How would you put Michigan back to work?:
Government does not create jobs. Instead, we need to create a competitive business environment that encourages innovation and allows small businesses to grow - that's how we'll put Michigan back to work. I've mapped out how I would do this in my 10-Point Plan to Reinvent Michigan, which is on my website at www.rickformichigan.com.
If elected, what is your top priority in your first 100 days in office?:
Number one is get rid of the job-killing MBT, which will send a strong signal to job providers that our state is headed in a new direction and committed to creating an environment where the tax burden is low, the regulatory environment is reasonable and businesses have access to the support and resources they need to create jobs in Michigan.
Would you make changes to the Michigan Business Tax? If so, what changes?:
I plan to eliminate the Michigan Business Tax and the job-killing tax surcharge and replace it with a flat 6-percent corporate tax, which works out to a $1.5 billion tax cut. My plan will be especially helpful to small businesses who currently pay the Alternative Profit Tax because their rate would go from 1.8 percent to zero. My plan is simple, fair and easy for businesses to follow.
How would you balance Michigan’s budget? What specifically would you cut? How would you raise additional revenue?:
We need to implement “Value for Money” budgeting. Right now, government looks at how much money was spent last year, adds a little bit on for inflation, and calls it good.
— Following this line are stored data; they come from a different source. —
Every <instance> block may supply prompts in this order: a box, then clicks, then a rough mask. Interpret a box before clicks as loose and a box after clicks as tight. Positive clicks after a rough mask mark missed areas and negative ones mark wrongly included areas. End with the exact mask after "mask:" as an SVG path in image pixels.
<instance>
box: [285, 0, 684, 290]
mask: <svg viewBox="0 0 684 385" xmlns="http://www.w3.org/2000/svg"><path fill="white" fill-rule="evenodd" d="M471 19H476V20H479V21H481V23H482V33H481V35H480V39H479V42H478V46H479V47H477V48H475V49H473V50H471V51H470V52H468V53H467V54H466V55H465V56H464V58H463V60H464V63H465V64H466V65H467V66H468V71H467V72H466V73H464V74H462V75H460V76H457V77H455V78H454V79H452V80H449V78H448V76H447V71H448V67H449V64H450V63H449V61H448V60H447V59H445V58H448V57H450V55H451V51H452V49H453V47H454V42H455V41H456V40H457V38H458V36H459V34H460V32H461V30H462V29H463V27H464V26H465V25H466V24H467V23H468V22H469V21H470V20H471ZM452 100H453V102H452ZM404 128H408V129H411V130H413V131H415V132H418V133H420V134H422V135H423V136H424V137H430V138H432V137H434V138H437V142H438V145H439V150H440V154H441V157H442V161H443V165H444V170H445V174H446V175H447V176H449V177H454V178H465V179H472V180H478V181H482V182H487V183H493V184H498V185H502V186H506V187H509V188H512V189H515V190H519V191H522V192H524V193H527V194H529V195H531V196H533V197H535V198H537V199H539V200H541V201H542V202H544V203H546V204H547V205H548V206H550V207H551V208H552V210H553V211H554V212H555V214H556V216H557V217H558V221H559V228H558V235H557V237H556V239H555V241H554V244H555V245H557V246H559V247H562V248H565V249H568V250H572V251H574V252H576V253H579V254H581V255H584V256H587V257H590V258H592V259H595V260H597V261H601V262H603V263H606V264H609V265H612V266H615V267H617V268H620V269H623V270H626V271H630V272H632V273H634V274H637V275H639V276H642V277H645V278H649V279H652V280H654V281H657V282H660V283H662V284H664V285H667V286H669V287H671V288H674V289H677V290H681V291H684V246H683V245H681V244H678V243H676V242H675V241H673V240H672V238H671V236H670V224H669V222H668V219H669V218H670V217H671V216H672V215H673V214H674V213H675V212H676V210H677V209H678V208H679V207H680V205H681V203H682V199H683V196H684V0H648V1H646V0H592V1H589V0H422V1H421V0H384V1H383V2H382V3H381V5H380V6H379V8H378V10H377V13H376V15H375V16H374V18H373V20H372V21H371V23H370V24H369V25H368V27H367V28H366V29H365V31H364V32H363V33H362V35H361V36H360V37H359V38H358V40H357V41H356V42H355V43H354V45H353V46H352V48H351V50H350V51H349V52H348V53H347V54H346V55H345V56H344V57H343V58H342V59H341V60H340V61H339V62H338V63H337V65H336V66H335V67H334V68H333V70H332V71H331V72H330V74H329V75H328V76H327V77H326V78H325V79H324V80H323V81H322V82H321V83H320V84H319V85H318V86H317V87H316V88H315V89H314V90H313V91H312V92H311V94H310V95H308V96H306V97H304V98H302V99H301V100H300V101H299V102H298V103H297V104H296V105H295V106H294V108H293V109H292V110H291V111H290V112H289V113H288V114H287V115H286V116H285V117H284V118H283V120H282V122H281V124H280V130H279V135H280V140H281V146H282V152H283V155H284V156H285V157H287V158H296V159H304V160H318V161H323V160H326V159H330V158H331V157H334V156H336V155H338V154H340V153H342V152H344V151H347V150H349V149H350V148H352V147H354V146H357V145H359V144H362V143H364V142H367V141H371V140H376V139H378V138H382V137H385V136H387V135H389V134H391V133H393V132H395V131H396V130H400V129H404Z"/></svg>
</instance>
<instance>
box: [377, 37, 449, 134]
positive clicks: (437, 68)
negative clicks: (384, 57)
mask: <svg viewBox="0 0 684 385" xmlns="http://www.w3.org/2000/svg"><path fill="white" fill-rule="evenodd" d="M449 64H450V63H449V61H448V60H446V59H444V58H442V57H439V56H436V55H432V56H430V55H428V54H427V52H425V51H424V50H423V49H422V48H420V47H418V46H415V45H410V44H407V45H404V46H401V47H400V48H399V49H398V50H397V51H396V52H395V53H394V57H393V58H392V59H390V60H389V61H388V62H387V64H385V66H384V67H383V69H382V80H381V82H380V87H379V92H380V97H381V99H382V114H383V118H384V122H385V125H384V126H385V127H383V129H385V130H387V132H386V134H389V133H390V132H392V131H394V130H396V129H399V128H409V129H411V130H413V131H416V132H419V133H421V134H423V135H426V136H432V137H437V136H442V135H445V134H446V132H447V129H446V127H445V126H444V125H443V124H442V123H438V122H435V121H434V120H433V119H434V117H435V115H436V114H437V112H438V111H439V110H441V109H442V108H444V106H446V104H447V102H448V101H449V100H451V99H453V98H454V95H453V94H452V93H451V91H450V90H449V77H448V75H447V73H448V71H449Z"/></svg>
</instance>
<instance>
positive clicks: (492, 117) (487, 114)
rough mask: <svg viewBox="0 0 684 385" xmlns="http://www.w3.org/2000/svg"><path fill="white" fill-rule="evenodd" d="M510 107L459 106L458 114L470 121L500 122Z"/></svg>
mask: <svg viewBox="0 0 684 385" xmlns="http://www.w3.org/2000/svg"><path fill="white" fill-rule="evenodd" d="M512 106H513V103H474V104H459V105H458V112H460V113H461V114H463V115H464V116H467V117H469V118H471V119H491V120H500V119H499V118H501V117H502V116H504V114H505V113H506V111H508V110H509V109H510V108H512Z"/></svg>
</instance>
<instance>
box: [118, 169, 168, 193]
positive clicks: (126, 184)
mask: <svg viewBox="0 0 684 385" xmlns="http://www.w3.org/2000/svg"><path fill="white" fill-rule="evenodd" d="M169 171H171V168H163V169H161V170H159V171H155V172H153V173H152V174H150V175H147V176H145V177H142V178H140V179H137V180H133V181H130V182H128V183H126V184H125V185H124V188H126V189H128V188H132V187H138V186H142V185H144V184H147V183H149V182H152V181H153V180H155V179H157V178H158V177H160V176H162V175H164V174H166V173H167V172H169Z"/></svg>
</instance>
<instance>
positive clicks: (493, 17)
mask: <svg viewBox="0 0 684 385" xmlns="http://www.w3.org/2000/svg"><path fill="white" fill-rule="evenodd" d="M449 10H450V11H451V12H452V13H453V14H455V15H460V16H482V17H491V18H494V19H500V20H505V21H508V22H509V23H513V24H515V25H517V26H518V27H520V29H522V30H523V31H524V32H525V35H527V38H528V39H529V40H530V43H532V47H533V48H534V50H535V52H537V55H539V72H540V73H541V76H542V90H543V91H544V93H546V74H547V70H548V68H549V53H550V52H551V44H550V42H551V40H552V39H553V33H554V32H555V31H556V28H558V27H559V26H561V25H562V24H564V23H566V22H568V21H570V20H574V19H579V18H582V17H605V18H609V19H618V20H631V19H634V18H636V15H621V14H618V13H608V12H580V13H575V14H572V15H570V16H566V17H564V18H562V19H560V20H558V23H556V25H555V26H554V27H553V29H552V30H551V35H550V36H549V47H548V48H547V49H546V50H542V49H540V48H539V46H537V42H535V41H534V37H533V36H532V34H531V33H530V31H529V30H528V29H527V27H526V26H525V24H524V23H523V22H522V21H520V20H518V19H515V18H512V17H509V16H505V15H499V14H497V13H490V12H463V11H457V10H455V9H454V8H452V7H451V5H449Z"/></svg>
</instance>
Nowhere in that process did anyone stop and ask if we were getting results for the money that is being spent. That’s wrong. Instead, we need to look at results. We also need to reduce the size of government and make public employee compensation affordable and comparable to the private sector.
What government reforms/changes would you put in place to help prevent budget shortfalls in future years?:
Again, we need to look at Value for Money budgeting. I also think we need to switch to a multi-year budget cycle so that lawmakers have to deal with long-term consequences of budget decisions instead of simply using quick fixes, Band-aids and other accounting gimmicks to push budget problems down the road.
Is Michigan’s system for funding K-12 and higher education reliable? Do you think the way Michigan funds education needs to be c:
The problem with Michigan's K-12 and higher education system isn't a lack of funds; it's that the funds aren't being used well. Michigan is among the top-spending states when it comes to education, yet our test scores consistently rank at the bottom of the pack. There's a clear disconnect between spending and results - just throwing more money at the problem won't solve anything. We need to reform our education system to make sure that programs are working and that we are getting results.
What special qualifications or talents do you have that make you the best choice for this position?:
When I talk about economic development, it isn’t just a theory - I have a proven record as a job creator. When I was with Gateway, the company grew from a little over 700 employees to more than 10,000. I’ve also built several small companies from scratch, creating hundreds of jobs in Michigan and across the country. I'm particularly proud of helping to found Ann Arbor SPARK, which is one of the most successful community-based economic development programs in the country. It's this focus on the economy and experience creating jobs that sets me apart from my opponent, and it is what I will use to Reinvent Michigan.
I started taking community college classes during high school at Kellogg Community College, allowing me go on to earn a Bachelor's degree from the University of Michigan, an MBA and my law degree all by the age of 23.
Immediately after graduating, I served as an adjunct assistant professor of tax and accounting at the University of Michigan. I later served as an accountant at a tax firm in Detroit (Coopers & Lybrand, now PricewaterhouseCoopers) before joining Gateway as executive vice president, and then president and COO. While I was at Gateway, the company grew from a privately held company with a little more than 700 to a publicly-traded Fortune 500 company that employed more than 10,000 U.S. workers. After stepping down from Gateway, I returned home to Michigan to start an investment company focused on new technology. I later co-founded another company, Ardesta, that became one of the largest investment firms focused on micro and nanotechnology. I also wrote the business plan for Ann Arbor Spark, the economic development organization for the Ann Arbor region.
Aside from running for precinct delegate, this is my first campaign. I am not a career politician.
I am currently active on the board of directors or advisory boards of several privately held companies and community and educational organizations, including The Henry Ford, the Bank of Ann Arbor, and The University of Michigan. I've previously been active in the Michigan Economic Development Corporation (Chair), The Nature Conservancy–Michigan Chapter, the New Economy Initiative, and the Sphinx Organization. I am also a member of the Michigan Bar Association.